Pregnancy is the most important phase of a woman’s life. While the blissful period gives you a reason to cheer, the thoughts of having a healthy baby bring jitters.
Ultrasound scans thus come across as a handy tool that keeps the nervous mums-to-be updated about her child’s health and well being.
Depending upon the stage of pregnancy at which an ultrasound is done, it provides valuable insights about the baby’s health and growth.
While early pregnancy scan aid in confirming pregnancy and due date, second trimester scans are conducted to pick up anomalies in the fetus, if any.
Ultrasounds performed in the third trimester are referred to as the ‘growth scans’. They help the obstetricians know about the baby weight and the position of the fetus.
Are scans harmful?
Unlike x-rays, ultrasound scans use high-frequency sound waves. These inaudible sound waves are transmitted through the uterus which bounce back from the baby. The echoes are transformed and recorded as an image on a computer screen.
The sonographer can pick up details of amniotic sac, placenta, and ovaries and check for major abnormalities like birth defects.
While the benefits of undergoing ultrasound scans during pregnancy are well pronounced, excessive use of such scans can have harmful effects, researchers say.
Previous studies have established two potentially harmful effects of excessive scanning:
Cavitation is a condition wherein small air bubbles develop in the body.

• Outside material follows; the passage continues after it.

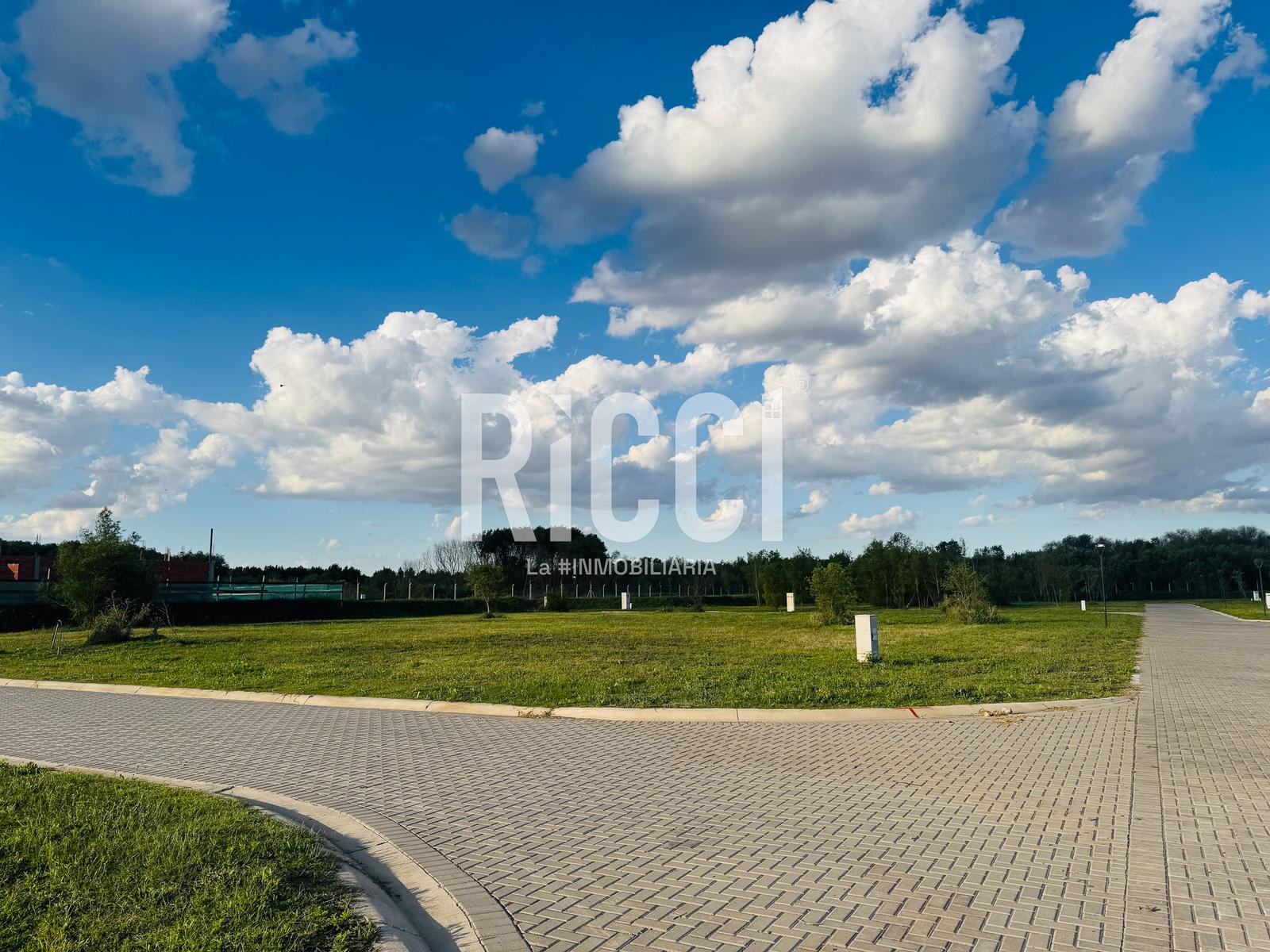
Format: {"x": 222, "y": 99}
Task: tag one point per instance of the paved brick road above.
{"x": 1118, "y": 827}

However, cavitation is not possible during pregnancy scanning as there is no air present in the womb.
Heating: As the ultrasound waves penetrate through the skin they increase the temperature of the tissues. A significant rise in the tissue temperature may cause harmful effects.
But as normal pregnancy scans are based on 2-D screening, they produce very little heat and are thus safe for the baby. Moreover, regular movements of the baby and the protective fluid around the fetus help distribute the heat, lowering adverse outcomes.

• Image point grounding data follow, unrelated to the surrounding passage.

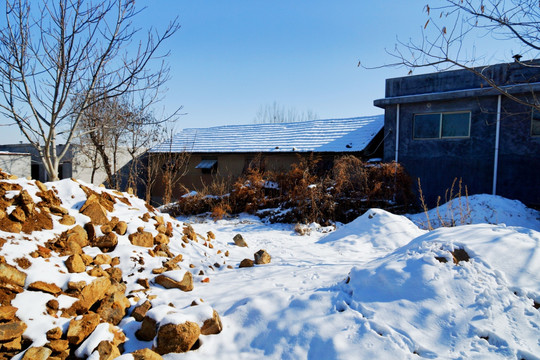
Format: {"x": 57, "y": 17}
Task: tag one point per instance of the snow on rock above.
{"x": 477, "y": 209}
{"x": 69, "y": 260}
{"x": 378, "y": 287}
{"x": 424, "y": 303}
{"x": 375, "y": 232}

However, Doppler scans and colour scans produce more heat than the 2-D scans. This is because they work by concentrating a beam of sound in a small area, raising tissue temperature significantly. But latest scan machines automatically lower the strength of the ultrasound beam, cutting its intensity. This mechanism lowers the adverse outcomes of using a Doppler or coloured scan.
We at ‘themedguru’ advise that every expecting mother should go in for the recommended scans without worrying about its effects on her unborn baby. However, excessive ultrasound screening should be justified and restricted to the minimum required for making a diagnosis.